How would you feel if you had a serious health condition that anyone can develop, yet you were blamed, shamed or judged for having it?
Well people with diabetes face stigma and community stereotyping every day, and it is driving high rates of mental health problems.
Despite nearly two million Australians living with diabetes, it is one of the most misunderstood and stigmatised health conditions in the country with up to 80 per cent of people with diabetes reporting feeling blamed or shamed for living with the condition.
More than 25 per cent say other people's attitudes and stereotypes about diabetes are negatively impacting their mental health and almost 50 per cent of people with diabetes have experienced a mental health issue relating to diabetes in the past twelve months.
A new survey commissioned by Diabetes Australia has revealed significant community misunderstanding about diabetes and experts believe this is driving a common misconception that diabetes is simply a lifestyle condition caused by being overweight.
In reality, there are many different types of diabetes. It is a complex set of conditions, with many different risk factors including genetics and family history, age, physical inactivity, other medical conditions, and medications used, and other factors influencing a person risk of developing diabetes.
Diabetes Australia has launched a new, advertising campaign to call for an end to the diabetes blame and shame.
Diabetes Australia chief executive Greg Johnson said people with diabetes were routinely stigmatised about aspects of their lifestyle and diabetes.
"Some common examples include people with diabetes being blamed for causing their diabetes or its complications and being judged when eating certain foods," said Professor Johnson.
"Over 450,000 Australians with diabetes need to use insulin every day to stay healthy yet many are being shamed for using insulin or checking their glucose levels in public."

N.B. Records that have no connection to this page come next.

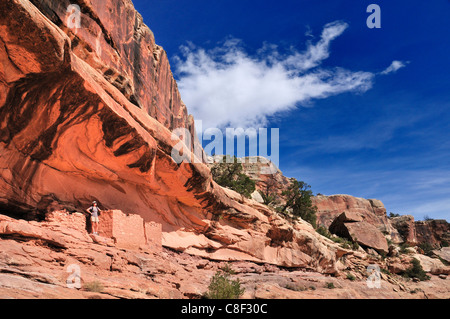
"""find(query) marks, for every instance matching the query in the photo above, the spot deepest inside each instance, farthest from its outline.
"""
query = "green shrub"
(351, 277)
(427, 249)
(230, 175)
(222, 287)
(404, 248)
(329, 285)
(416, 271)
(298, 198)
(295, 287)
(324, 232)
(94, 286)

Foundation Director of the Australian Centre for Behavioural Research in Diabetes, Professor Jane Speight said diabetes stigma has major implications for how people manage their condition.
"Diabetes is not a joke, and stigma is more than just hurtful words and actions. It can have a significant impact on a person's physical, mental and on social well-being," Professor Speight said.
"It can cause people to delay or skip medications, which can increase their risk of serious diabetes-related complications. It also affects their willingness to seek help and support from others, including from health professionals."
The research found:
- 52 per cent of people with type 2 diabetes say people assume they are overweight or have been in the past
- 37 per cent of people with type 2 diabetes say people judge them for their food choices
- 26 per cent of people with type 2 diabetes have been told they brought it on themselves
- 67 per cent of people with type 1 diabetes say they are judged if they eat sugary foods or drinks
- 55 per cent say some people assume it is their fault that they have type 1 diabetes
- 31 per cent don't tell other people they have type 1 diabetes, to avoid negative reactions
Diabetes Australia has launched two new television advertisements to highlight the issue. The campaign will be featured across digital channels, television and social media.